Egyptian meteorologists reported that an inch of rain fell on Cairo during a two-hour period Wednesday morning in the worst rainstorm since November, 1957, when three-quarters of an inch fell during a 24-hour period.

Heavy rainstorms are rare in most of Egypt, which draws its water from the Nile River that threads through a vast desert. Storm drains are virtually nonexistent in the capital and other large cities, and streets quickly became torrents of mud and rushing water up to 1 1/2 feet deep in places.

The hardest hit were the crowded alleyways of old Cairo, where at least nine houses collapsed in the district of Gamaliya, authorities said.

In the nearby marketplace of Muski in central Cairo, packed with stalls of cheap goods, an electrical short circuit sparked by the rain touched off a fire that destroyed 230 stalls, causing damage estimated at nearly $600,000.
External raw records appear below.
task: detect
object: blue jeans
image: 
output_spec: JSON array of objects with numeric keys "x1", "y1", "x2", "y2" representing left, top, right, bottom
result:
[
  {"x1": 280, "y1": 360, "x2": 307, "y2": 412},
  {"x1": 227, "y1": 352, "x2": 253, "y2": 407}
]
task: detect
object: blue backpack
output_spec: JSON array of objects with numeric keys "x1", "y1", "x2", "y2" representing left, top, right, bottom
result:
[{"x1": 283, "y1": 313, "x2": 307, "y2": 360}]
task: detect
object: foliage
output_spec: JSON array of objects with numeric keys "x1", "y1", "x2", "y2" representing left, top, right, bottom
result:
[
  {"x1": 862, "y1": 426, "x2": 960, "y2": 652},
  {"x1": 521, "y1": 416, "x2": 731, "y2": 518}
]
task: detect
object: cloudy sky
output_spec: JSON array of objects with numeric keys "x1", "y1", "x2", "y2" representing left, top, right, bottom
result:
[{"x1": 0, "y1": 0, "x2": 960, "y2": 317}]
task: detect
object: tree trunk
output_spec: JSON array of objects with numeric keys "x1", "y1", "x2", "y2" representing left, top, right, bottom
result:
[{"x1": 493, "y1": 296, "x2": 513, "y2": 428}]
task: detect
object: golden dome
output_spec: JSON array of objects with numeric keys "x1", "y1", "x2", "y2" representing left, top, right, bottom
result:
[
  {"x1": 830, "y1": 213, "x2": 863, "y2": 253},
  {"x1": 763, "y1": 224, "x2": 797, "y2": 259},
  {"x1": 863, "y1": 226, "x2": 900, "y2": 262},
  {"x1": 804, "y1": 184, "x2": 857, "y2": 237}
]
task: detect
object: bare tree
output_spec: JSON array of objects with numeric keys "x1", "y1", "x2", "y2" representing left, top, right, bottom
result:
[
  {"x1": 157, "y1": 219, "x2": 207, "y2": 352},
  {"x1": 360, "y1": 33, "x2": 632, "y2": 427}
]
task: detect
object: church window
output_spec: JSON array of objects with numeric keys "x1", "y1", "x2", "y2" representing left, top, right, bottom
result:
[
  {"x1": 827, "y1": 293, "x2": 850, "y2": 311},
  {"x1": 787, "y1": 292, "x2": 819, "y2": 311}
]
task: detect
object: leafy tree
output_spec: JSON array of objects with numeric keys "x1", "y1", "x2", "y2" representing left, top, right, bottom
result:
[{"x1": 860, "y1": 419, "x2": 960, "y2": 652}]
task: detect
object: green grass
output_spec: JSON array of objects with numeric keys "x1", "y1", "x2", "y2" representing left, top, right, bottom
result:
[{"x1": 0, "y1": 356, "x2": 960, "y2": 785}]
The Egyptian Development Authority and the Ministry of International Cooperation were both inundated, and most schools, universities and other government offices were closed when students and employees found it impossible to traverse the streets.

Asyut Gov. Samih Saeed declared a state of emergency; the governorate of Asyut is one of Egypt's most sensitive areas because it is the stronghold of Islamic fundamentalist militants who have been seeking to bring down the government of President Hosni Mubarak.

Hundreds of residents displaced from their homes surrounded the governorate headquarters Wednesday, demanding lodging and assistance, according to news reports from southern Egypt.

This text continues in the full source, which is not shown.